Política e Administração Pública

Votação da PEC que aumenta salários de advogados públicos é adiada para 2012

Outras carreiras reivindicam o mesmo direito previsto na proposta: de vinculação aos subsídios dos ministros do STF. Presidente da comissão especial afirma que a crise econômica mundial exige cautela dos deputados.

14/12/2011 - 19:38  

Larissa Ponce
Discussão do parecer do relator, dep. José Mentor (presidente)
José Mentor negociará proposta com líderes e presidente da Câmara. 

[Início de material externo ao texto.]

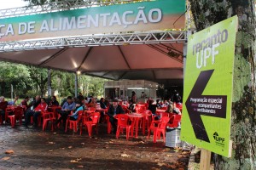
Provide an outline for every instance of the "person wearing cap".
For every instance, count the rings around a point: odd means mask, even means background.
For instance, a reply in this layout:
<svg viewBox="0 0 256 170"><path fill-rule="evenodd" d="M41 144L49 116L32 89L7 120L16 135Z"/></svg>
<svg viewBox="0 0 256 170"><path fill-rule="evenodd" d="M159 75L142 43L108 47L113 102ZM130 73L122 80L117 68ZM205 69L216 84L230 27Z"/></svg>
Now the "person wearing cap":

A apresentação do relatório sobre vinculação dos vencimentos de advogados públicos aos subsídios de ministros do Supremo Tribunal Federal (STF) foi adiada devido ao número elevado de carreiras que reivindicam o mesmo direito. O parecer do deputado Mauro Benevides (PMDB-CE) deveria ter sido apresentado nesta quarta-feira (14), na comissão especial que analisa a Proposta de Emenda à Constituição (PEC) 443/09.

O texto original prevê que o teto salarial das carreiras da Advocacia-Geral da União e das procuradorias dos estados e do Distrito Federal deve corresponder a 90,25% do subsídio mensal dos ministros do STF, que hoje é de R$ 26.700. As faixas remuneratórias abaixo do teto seriam escalonadas e fixadas por lei, sendo que a diferença entre uma e outra não poderia ser maior do que 10% nem menor do que 5%.

Várias outras carreiras públicas fizeram a mesma reivindicação e foram atendidas por meio de nove emendas à PEC apresentadas por deputados. Entre elas, estão os auditores fiscais da Receita e do Trabalho, os analistas do Banco Central, os defensores públicos da União, os procuradores municipais e os delegados da Polícia Federal e da Polícia Civil.

Impacto financeiro
Apesar de considerar a reivindicação justa, o deputado Mauro Benevides manifestou preocupação com o impacto financeiro dessa proposta ampliada. "Embora todas sejam merecedoras de um nivelamento salarial, isso ampliou substancialmente a proposta”, disse, ressaltando a necessidade de se buscar uma alternativa para compatibilizar as reivindicações com o orçamento público.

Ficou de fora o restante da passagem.